Fig. 1. An example of a Medline record. Only the title, authors, a part of the abstract and the MeSH terms (descriptors) fields are shown.

In our system, we use Medline as the source of the known relations between biomedical concepts. We extract these relations and store them in a kind of a knowledge base. The discovery algorithm then operates on this knowledge base as described latter.

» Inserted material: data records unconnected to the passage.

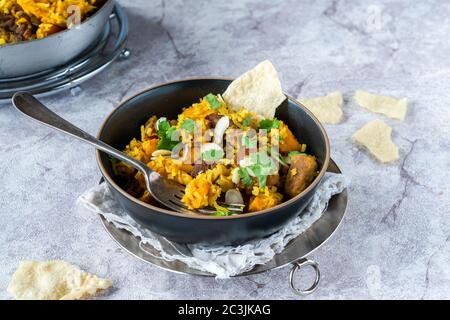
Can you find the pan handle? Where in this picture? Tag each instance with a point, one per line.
(299, 265)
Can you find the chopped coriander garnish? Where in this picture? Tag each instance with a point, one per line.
(245, 177)
(295, 153)
(247, 121)
(261, 167)
(213, 155)
(213, 102)
(262, 181)
(188, 125)
(249, 142)
(165, 137)
(162, 124)
(267, 124)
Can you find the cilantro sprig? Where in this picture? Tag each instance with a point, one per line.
(247, 121)
(213, 102)
(245, 177)
(188, 125)
(213, 155)
(166, 132)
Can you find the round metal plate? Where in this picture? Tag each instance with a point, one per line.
(109, 47)
(300, 247)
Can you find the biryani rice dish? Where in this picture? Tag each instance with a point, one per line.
(231, 162)
(22, 20)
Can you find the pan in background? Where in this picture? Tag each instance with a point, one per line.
(168, 100)
(33, 56)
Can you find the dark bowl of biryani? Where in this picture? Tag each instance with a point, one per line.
(267, 209)
(40, 35)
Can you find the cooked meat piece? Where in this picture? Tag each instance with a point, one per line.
(213, 119)
(301, 173)
(199, 168)
(273, 180)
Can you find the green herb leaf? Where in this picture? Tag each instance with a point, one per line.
(166, 142)
(188, 125)
(249, 142)
(247, 121)
(213, 155)
(267, 124)
(162, 125)
(262, 181)
(294, 153)
(213, 102)
(245, 177)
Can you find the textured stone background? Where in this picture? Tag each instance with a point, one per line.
(394, 242)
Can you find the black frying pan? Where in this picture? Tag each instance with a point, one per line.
(168, 100)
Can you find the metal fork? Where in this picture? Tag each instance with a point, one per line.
(167, 192)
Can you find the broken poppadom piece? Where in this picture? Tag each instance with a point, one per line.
(54, 280)
(393, 108)
(258, 90)
(376, 137)
(327, 109)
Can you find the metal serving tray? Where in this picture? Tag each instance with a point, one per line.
(294, 254)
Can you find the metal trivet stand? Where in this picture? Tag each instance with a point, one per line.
(110, 46)
(295, 253)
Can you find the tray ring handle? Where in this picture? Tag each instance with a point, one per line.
(299, 265)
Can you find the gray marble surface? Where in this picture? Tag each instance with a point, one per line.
(395, 240)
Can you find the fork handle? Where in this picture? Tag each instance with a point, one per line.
(33, 108)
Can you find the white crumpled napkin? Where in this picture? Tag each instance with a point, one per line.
(223, 261)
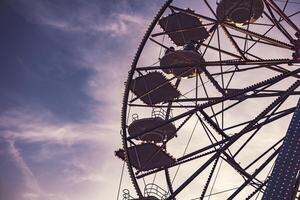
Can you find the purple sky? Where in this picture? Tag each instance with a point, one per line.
(63, 64)
(63, 67)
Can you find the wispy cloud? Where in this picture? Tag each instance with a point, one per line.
(30, 180)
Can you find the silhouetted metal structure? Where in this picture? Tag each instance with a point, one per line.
(214, 106)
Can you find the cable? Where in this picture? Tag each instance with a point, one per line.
(121, 178)
(288, 2)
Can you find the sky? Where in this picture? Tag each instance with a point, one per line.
(63, 67)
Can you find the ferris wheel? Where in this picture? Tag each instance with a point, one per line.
(211, 106)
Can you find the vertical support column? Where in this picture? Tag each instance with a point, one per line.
(284, 176)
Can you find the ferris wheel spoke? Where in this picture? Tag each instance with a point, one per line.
(257, 171)
(276, 116)
(221, 50)
(234, 43)
(282, 14)
(193, 14)
(272, 18)
(259, 36)
(213, 124)
(181, 30)
(273, 147)
(237, 167)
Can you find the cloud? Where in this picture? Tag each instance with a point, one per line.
(30, 180)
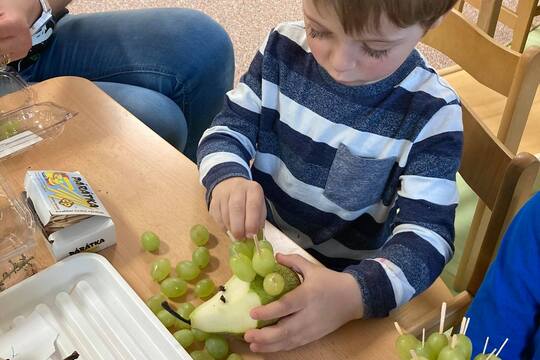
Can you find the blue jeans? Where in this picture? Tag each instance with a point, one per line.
(169, 67)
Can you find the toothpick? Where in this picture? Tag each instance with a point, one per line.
(466, 326)
(490, 355)
(256, 241)
(462, 327)
(231, 236)
(443, 315)
(485, 345)
(398, 328)
(503, 345)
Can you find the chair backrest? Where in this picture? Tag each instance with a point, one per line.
(490, 12)
(502, 181)
(503, 70)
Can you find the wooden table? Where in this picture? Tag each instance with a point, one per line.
(146, 184)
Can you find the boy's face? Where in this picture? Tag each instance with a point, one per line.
(361, 58)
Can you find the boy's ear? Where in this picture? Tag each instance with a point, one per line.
(437, 22)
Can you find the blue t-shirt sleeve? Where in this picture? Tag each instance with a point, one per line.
(507, 304)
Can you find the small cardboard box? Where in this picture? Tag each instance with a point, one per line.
(72, 217)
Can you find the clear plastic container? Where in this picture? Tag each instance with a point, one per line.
(24, 123)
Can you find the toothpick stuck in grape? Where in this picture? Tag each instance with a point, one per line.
(485, 345)
(443, 315)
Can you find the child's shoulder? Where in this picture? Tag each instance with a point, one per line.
(293, 32)
(425, 79)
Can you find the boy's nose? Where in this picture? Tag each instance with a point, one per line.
(344, 58)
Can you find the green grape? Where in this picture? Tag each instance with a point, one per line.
(217, 346)
(200, 355)
(404, 344)
(204, 288)
(185, 310)
(447, 353)
(187, 270)
(464, 344)
(436, 342)
(181, 325)
(273, 284)
(173, 287)
(166, 318)
(240, 247)
(485, 356)
(184, 337)
(199, 335)
(160, 269)
(150, 241)
(263, 262)
(234, 356)
(199, 235)
(201, 257)
(242, 268)
(154, 303)
(265, 244)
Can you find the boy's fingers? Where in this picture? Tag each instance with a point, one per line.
(289, 304)
(237, 213)
(224, 210)
(254, 207)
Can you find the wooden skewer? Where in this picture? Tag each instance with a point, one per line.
(490, 355)
(231, 236)
(466, 326)
(398, 328)
(443, 315)
(462, 327)
(485, 345)
(503, 345)
(256, 241)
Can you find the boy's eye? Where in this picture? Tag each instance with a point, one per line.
(377, 54)
(317, 34)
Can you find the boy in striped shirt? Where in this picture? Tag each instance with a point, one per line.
(344, 137)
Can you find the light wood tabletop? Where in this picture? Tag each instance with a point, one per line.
(146, 184)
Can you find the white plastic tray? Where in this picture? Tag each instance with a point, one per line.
(94, 311)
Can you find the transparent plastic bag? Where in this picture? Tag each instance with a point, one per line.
(24, 123)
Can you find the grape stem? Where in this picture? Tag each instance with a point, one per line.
(165, 305)
(256, 241)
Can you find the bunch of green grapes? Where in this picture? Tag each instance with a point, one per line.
(440, 346)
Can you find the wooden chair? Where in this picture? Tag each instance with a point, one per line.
(502, 181)
(520, 20)
(496, 68)
(511, 74)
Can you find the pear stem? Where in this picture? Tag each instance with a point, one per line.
(165, 305)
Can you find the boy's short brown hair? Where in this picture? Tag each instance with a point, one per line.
(357, 16)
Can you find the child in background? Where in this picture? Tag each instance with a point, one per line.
(344, 137)
(508, 302)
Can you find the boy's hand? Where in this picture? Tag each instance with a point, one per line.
(325, 301)
(238, 205)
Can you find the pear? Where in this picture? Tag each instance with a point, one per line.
(227, 312)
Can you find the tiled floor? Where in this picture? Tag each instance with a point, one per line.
(247, 21)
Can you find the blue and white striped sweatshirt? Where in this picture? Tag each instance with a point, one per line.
(361, 177)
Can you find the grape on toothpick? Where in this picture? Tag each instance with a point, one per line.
(405, 343)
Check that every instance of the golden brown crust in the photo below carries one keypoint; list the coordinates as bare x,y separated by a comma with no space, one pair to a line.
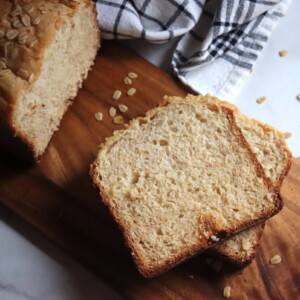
144,269
235,259
27,28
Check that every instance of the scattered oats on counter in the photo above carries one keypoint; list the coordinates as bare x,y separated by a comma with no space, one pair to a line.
283,53
287,135
117,94
275,260
99,116
118,120
261,100
226,291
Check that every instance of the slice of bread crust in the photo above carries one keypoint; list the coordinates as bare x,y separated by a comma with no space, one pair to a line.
269,146
42,66
173,202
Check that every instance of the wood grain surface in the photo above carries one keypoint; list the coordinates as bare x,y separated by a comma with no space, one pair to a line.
58,198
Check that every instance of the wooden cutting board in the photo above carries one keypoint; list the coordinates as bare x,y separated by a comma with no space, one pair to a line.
57,197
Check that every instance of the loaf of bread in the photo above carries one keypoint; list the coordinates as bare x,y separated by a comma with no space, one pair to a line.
46,51
181,179
271,150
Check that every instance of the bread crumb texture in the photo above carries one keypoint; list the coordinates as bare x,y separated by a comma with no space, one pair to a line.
177,177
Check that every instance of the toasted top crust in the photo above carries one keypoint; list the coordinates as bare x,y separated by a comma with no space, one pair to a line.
27,28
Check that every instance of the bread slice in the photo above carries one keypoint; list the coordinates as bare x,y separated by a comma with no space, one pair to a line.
271,150
46,51
180,179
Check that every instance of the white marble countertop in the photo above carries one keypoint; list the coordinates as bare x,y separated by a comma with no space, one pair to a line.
34,268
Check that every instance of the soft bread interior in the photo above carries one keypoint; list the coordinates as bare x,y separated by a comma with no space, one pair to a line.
175,178
66,63
271,151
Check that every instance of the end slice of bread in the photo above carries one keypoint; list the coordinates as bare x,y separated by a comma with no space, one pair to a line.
271,150
179,180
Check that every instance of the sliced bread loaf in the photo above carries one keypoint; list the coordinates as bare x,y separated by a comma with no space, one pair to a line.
271,151
46,51
180,179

^ Medical Subject Headings (MeSH)

MeSH comprises NLM's controlled vocabulary and thesaurus used for indexing articles and for searching MeSH-indexed databases, including Medline. It contains the biomedical subject headings (descriptors), subheadings, and supplementary chemical terms. MeSH terminology provides a consistent way to retrieve information that may use different terminology for the same concepts. MeSH organizes its descriptors in a hierarchical structure that permits searching at various levels of specificity from narrower to broader. This structure also provides an effective way for searchers to browse MeSH in order to find appropriate descriptors. A retrieval query is formed using MeSH terms to find items on a desired topic. Similarly, indexers always use the most specific descriptors available to describe the subject content of an article. Problems with MesH indexing may arise when all important terminology in a field is not covered: when using descriptors, new concepts may be worded in a way that nonexpert users can not readily identify. Problems may also arise because of inconsistency of human indexing. The current MeSH includes more than 19,000 descriptors, 110,000 Supplementary Concept Records (formerly Supplementary Chemical Records), and over 300,000 synonyms and related terms [6].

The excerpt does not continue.